Before going out for his electrician job, he's given an ultimatum -- two months' rent by Friday or he was out, kid of Southpaw or not.

...and this, my friends, is where things started to be a little too good to be true in my book.

The job is for a music video set for some Lincoln Todd chick, a sixteen year old pop sensation who just left the arms of Disney. But the girl pulling sexual moves in a shower and bed is certainly not someone Cain wants his kid sister to look up to.

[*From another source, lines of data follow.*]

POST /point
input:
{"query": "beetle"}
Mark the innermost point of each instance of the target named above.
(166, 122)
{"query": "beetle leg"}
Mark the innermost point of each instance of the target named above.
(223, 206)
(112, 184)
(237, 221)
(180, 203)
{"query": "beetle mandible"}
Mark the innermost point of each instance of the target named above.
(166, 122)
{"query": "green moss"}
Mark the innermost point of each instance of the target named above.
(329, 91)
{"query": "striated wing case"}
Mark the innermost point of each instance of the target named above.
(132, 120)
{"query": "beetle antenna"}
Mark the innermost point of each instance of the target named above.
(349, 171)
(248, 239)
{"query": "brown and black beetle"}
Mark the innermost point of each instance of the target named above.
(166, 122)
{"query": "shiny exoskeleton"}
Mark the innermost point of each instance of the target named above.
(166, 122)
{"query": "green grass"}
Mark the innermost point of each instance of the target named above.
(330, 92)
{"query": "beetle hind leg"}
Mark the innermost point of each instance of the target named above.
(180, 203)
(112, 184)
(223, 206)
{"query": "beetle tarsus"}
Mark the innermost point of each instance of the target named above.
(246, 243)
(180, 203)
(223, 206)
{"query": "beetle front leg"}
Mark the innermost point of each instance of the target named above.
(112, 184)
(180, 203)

Lincoln is actually closer to eighteen than sixteen, but her father felt that she would get more jobs as a younger actress/singer, one who appeared older than she was. Lincoln, who's real name is Tessa, has been nothing but a paycheck for her father, and he's not even around anymore to boss her around -- he hired someone to do that. All Lincoln really wants is a break, a break from the diva attitude, a break from singing, a break from touring.

She's done.

But then she meets the smart mouthed, brutally honest Cain.

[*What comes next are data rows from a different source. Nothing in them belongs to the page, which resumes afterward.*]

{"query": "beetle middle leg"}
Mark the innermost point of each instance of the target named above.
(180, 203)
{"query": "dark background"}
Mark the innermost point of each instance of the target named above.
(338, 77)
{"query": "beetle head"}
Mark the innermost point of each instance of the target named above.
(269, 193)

Cain is offered ten grand a day to hang out with her and be her handler. Not about to look a gift horse in the mouth, he takes the job, even though his girlfriend isn't exactly thrilled with the prospect of him hanging out with a girl twenty-four seven.

I enjoyed the friendship that these two eventually fell in to, and equally, I loved them more as their feeling grew. While this could story could have easily been filled with sex -- they were the ages and had the backgrounds -- it wasn't, and I rather appreciated it. If gave Tessa and Jamie's feelings more truth to them -- the actions and feelings between the two were about Jamie and Tessa, and not Cain, the handler, and Lincoln, the popstar.

This was an altogether, well-written cute story. I just felt that some of the events were horribly coincidental and unlikely.